Inghilterra-Argentina: per me vale più di una semifinale
Ci sono derby che dividono una città Roma contro la Lazio, che dividono l’Italia in due: la Juve contro l’Inter o contro il Napoli. Ma nessuna di queste rivalità è secondo me pari alla rivalità tra Argentina e Inghilterra. Che per la quinta volta nella storia dei Mondiali di calcio giocheranno contro, e la posta in gioco per questo imminente incontro sarà la finale, contro Francia o Spagna che giocano già stasera.
Non stiamo parlando solo di calcio, ovvio. È la storia di due Paesi all’estremo, nord vs. sud, latini vs. anglosassoni, e che nel 1982 si sono fatti la guerra sul serio, per un arcipelago spelacchiato che gli inglesi chiamano Falklands e gli argentini continuano a chiamare Malvinas. 74 giorni di conflitto, centinaia di morti. Quella ferita non si è mai davvero rimarginata, e ogni volta che le due nazionali scendono in campo, torna a bruciare un po’, e ritorna la rivalità sul campo e in mare (in guerra).
C’è un dettaglio che dice molto della psicologia del tifo inglese, che nella sua storia ha mischiato spesso elementi bellici con quelli calcistici: sugli spalti, tra i sostenitori dei Tre Leoni, circola da decenni un coretto da stadio nato originariamente contro la Germania (altra storica rivale in campo e in guerra), che si intona su un’aria di una vecchia filastrocca popolare e il cui ritornello recita più o meno così: “Two World Wars and one World Cup, doo dah, doo dah” — due guerre mondiali e un Mondiale di calcio. Un coro senza autore, tramandato di stadio in stadio, nato per punzecchiare i tedeschi ma pronto all’occorrenza a colpire chiunque capiti a tiro.

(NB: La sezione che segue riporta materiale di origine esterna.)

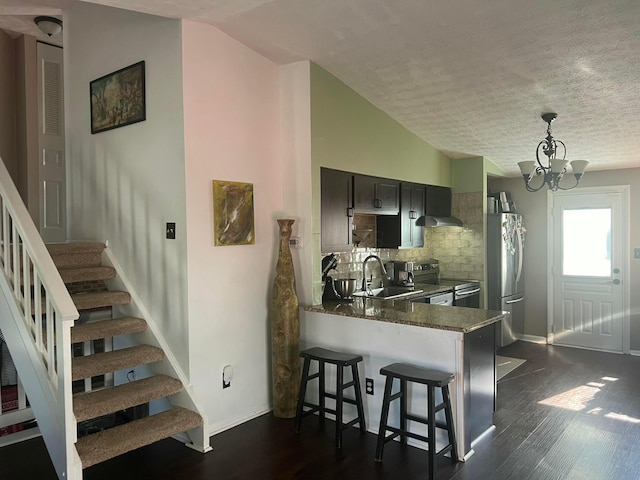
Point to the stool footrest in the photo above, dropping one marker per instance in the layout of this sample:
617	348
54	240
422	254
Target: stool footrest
341	361
432	379
399	431
350	423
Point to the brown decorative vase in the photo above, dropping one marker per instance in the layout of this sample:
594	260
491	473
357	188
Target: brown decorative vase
285	330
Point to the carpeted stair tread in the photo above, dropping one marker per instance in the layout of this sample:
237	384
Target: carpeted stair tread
72	248
101	363
112	442
86	301
67	255
86	274
111	327
109	400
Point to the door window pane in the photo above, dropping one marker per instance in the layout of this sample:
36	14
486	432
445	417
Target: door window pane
586	242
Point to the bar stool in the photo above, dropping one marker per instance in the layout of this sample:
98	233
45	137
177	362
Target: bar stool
432	379
340	360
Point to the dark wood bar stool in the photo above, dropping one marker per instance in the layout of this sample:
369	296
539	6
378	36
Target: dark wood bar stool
432	379
340	360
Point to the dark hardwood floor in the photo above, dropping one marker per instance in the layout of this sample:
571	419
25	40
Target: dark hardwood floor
564	414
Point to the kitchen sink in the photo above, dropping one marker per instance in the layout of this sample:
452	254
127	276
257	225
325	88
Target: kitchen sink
387	292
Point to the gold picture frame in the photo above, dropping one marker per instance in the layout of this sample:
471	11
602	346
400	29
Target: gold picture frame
118	99
233	222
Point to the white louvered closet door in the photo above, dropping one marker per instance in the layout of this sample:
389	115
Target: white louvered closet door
52	171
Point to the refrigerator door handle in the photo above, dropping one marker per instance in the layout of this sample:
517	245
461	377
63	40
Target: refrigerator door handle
520	255
517	300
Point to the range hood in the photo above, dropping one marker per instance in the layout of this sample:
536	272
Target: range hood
433	221
438	209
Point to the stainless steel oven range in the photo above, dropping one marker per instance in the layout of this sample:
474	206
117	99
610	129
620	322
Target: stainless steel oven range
465	293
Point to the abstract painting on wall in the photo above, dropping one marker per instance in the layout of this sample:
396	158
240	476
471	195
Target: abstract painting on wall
233	213
118	99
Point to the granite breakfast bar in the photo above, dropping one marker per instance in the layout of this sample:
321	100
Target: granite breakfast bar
453	339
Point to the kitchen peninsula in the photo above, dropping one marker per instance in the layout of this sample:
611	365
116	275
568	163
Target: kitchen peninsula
454	339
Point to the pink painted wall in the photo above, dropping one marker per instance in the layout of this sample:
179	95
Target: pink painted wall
231	125
7	104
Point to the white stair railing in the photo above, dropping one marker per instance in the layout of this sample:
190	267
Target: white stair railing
36	316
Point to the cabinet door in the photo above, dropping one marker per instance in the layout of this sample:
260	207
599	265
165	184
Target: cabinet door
411	208
336	203
438	201
376	195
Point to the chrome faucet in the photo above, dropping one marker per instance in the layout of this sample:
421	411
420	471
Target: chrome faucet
365	286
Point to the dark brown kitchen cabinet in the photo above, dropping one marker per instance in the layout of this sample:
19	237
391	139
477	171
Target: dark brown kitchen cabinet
376	195
402	230
336	204
411	209
438	201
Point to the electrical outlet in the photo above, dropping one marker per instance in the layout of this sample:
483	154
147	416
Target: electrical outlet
171	230
368	386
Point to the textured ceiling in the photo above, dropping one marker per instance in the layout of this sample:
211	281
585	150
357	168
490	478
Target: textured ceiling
471	77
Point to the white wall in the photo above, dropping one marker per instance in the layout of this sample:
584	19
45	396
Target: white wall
124	184
232	133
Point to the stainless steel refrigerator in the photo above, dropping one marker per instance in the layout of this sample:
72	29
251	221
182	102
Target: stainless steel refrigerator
505	284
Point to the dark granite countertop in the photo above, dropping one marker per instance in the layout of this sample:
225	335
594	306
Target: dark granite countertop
404	312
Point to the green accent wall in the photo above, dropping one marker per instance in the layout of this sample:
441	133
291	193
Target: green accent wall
468	175
349	133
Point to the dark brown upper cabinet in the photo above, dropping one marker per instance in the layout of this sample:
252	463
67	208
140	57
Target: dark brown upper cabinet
336	203
438	201
376	195
402	230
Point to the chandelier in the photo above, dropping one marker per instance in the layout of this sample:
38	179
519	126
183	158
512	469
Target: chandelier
554	166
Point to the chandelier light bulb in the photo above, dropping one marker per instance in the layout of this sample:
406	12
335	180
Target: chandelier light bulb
554	166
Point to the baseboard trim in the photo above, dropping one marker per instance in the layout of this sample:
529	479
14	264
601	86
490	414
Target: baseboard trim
228	426
533	339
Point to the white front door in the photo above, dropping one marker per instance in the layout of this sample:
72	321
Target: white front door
589	268
52	170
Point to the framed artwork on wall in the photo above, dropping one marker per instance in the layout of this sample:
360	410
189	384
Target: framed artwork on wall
118	99
233	222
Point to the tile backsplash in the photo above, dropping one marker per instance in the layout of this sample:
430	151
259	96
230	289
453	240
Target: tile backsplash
460	250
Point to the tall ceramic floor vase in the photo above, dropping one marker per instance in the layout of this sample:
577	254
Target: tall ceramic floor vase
285	330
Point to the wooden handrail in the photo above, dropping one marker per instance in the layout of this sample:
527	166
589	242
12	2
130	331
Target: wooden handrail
33	328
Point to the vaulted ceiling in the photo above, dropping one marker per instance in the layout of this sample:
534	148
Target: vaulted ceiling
471	77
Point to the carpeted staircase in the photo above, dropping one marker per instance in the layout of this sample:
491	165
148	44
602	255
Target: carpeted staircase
81	269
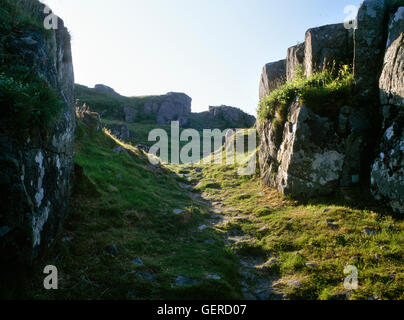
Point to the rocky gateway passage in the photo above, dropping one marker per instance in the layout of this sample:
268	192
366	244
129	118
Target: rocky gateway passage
327	196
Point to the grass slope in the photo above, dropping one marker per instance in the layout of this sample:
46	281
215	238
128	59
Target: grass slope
328	235
132	205
134	210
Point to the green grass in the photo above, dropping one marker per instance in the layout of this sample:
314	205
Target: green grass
328	233
27	101
323	92
140	135
133	208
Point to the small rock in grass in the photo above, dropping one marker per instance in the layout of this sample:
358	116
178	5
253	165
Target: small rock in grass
138	262
113	249
332	225
295	284
311	264
269	263
369	232
119	149
184	186
263	294
181	281
145	276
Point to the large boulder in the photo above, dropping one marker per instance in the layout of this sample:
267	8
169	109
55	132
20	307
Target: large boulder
294	58
273	76
174	107
35	172
234	117
120	131
326	45
303	163
310	155
388	169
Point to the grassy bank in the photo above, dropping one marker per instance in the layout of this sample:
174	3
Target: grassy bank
128	205
307	246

È un coro che mescola gioco e guerra, campi minati e campi di calcio. Magari tutte le guerre si risolvessero in un campo di calcio, sarebbe meglio per tutta l’umanità. Immaginate se ci fosse stata una finale Usa vs. Iran.
C’è poi un altro capitolo scomodo, ed è storicamente documentato: dopo la Seconda guerra mondiale, l’Argentina di Juan Perón fu una delle mete di fuga per diversi gerarchi e criminali nazisti: Adolf Eichmann, Josef Mengele. L’Argentina è entrata nell’immaginario europeo del dopoguerra: un paese lontano, rifugio di chi scappava dall’Europa e andava a nascondersi.
E poi c’è il Mondiale del 1978, il primo che io ricordi (avevo 6 anni, e vi giuro che ricordo il gol di Bettega contro gli albiceleste, anche se la tv era in bianco e nero), giocato in casa dall’Argentina sotto la dittatura militare del generale Videla gli anni bui dei desaparecidos, del terrore di Stato. Ma questo l’ho saputo poi da grande, naturalmente non ricordo che se ne parlasse tanto, e non ricordo che ne parlasse nemmeno mio padre e gli adulti in casa. Però vincemmo 1 a 0, gol di Bettega e in panchina c’era Bearzot e in porta Zoff e 4 anni dopo sappiamo tutti come andò a finire, coppa vinta e anche lì dovettimo battere l’Argentina 2 a 1.
Confesso che sarò diviso nel tifo: da una parte c’è l’Argentina che è, in un certo senso, anche un po’ italiana. Quasi il 60-70% degli argentini ha origini italiane. Sul chi merita la finale: l’Inghilterra non ci arriva dal 1966, l’unico Mondiale vinto, giocato in casa, con quel gol in finale un po’ dubbio contro la Germania Ovest, che fu tanto discusso quanto la Mano de Dios del 1986 (il celebre “gol fantasma” di Hurst, il pallone che rimbalzò sulla linea di porta senza che si potesse stabilire con certezza se fosse entrato del tutto). Sessant’anni di attese, di “it’s coming home” cantato e mai avverato. L’Argentina invece la finale l’ha vista già 3 volte e fresca vittoria di quattro anni fa, a Doha, alzando la coppa con Messi. Quindi diciamo che un Mondiale dell’Inghilterra (sembra che poi batta la Francia o la Spagna in finale) sarebbe affascinante a distanza di 60 anni esatti, poi vorrei che tornassero anche i Beatles e Robert Kennedy (Bob quello vero), ma questa è un’altra storia. “Two World Wars and two World Cup, doo dah, doo dah” chissà così i tifosi inglesi magari finalmente cambieranno quell’inno, pareggiando due mondiali vinti con due guerre mondiali vinte.